Die Wümme im Biotopverbund
Unter der Schirmherrschaft von Bundesumweltministerin Svenja Schulze ging das Renaturierungsprogramm „Blaues Band“ für Auenlandschaften im vergangenen Jahr an den Start. „Es geht um Feuchtwiesen und -weiden, Röhrichte, Tümpel, Gräben und Stillgewässer, Quappe, Flussneunauge und viele Vogel- und Insektenarten“, erklärt Bernd Neukirchen vom Naturschutzamt in Bonn auf Nachfrage. Für seine Behörde sei eine breite Unterstützung für das Projekt sehr wichtig, denn die Ziele des Bundesprogramms Blaues Band Deutschland ließen sich nur gemeinsam erreichen. „Wir hoffen, dass uns der Antrag bald vorgelegt werden kann, damit wir zügig in die Prüfung einsteigen können“, berichtet Neukirchen weiter.
Wie es in der Sache weitergeht, entscheiden zurzeit unterschiedliche Akteure aus Naturschutzverbänden und bei der Bremischen Wasserbehörde. Sie wollten eigentlich längst gemeinsam einen Plan entwickeln. Wie dieser genau aussehen soll und woran es im Moment seit Monaten hakt, dazu gibt es bislang noch keine Aussagen.

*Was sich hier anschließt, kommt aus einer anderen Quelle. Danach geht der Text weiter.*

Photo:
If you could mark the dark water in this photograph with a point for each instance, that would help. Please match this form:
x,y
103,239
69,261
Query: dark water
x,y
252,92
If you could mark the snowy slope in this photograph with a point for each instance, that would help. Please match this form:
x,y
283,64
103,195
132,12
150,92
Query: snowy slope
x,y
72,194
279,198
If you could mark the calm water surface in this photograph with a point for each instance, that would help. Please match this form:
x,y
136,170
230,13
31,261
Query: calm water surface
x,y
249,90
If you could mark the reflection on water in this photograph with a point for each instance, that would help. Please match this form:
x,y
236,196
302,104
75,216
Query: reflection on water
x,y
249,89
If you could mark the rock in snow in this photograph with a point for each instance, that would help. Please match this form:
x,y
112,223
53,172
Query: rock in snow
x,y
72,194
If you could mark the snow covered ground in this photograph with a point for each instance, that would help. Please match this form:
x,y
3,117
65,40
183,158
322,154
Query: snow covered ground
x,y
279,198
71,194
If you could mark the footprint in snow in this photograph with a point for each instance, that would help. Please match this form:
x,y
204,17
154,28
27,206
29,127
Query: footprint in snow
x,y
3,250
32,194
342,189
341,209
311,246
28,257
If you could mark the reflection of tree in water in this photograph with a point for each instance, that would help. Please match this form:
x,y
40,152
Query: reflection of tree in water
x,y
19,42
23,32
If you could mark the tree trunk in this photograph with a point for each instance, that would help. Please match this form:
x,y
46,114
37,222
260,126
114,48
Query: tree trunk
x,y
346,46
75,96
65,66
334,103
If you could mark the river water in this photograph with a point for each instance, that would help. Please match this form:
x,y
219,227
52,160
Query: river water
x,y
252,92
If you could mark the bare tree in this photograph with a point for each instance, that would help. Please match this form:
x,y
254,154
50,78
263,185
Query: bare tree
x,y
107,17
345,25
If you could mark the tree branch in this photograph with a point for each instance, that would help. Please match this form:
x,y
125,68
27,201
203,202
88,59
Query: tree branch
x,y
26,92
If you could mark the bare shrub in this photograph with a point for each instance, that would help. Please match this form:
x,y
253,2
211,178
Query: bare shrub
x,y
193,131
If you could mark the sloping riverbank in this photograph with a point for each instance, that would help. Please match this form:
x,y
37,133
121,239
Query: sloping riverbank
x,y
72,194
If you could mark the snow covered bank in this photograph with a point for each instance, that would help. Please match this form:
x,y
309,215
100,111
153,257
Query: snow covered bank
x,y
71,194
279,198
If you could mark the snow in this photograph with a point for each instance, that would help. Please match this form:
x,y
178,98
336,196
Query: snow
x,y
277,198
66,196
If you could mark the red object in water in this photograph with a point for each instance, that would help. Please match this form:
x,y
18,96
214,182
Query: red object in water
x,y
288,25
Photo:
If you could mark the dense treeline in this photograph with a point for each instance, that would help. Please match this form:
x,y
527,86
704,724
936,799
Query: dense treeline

Was die Sanierung der Wümme kosten darf, ist ebenfalls offen. Dem Vernehmen nach handelt es sich aber wohl um ein Projekt in Millionenhöhe. Bis zu 75 Prozent der Kosten könnten dabei vom Bund finanziert werden. Für einen Teil des Förderprogramms wurden im Haushalt des Bundesumweltministeriums allein im vergangenen Jahr 6,8 Millionen Euro bereitgestellt. Für die Jahre 2021 bis 2023 sollen weitere 25 Millionen Euro fließen. Wenn alles klappt, wird auch Bremen davon profitieren.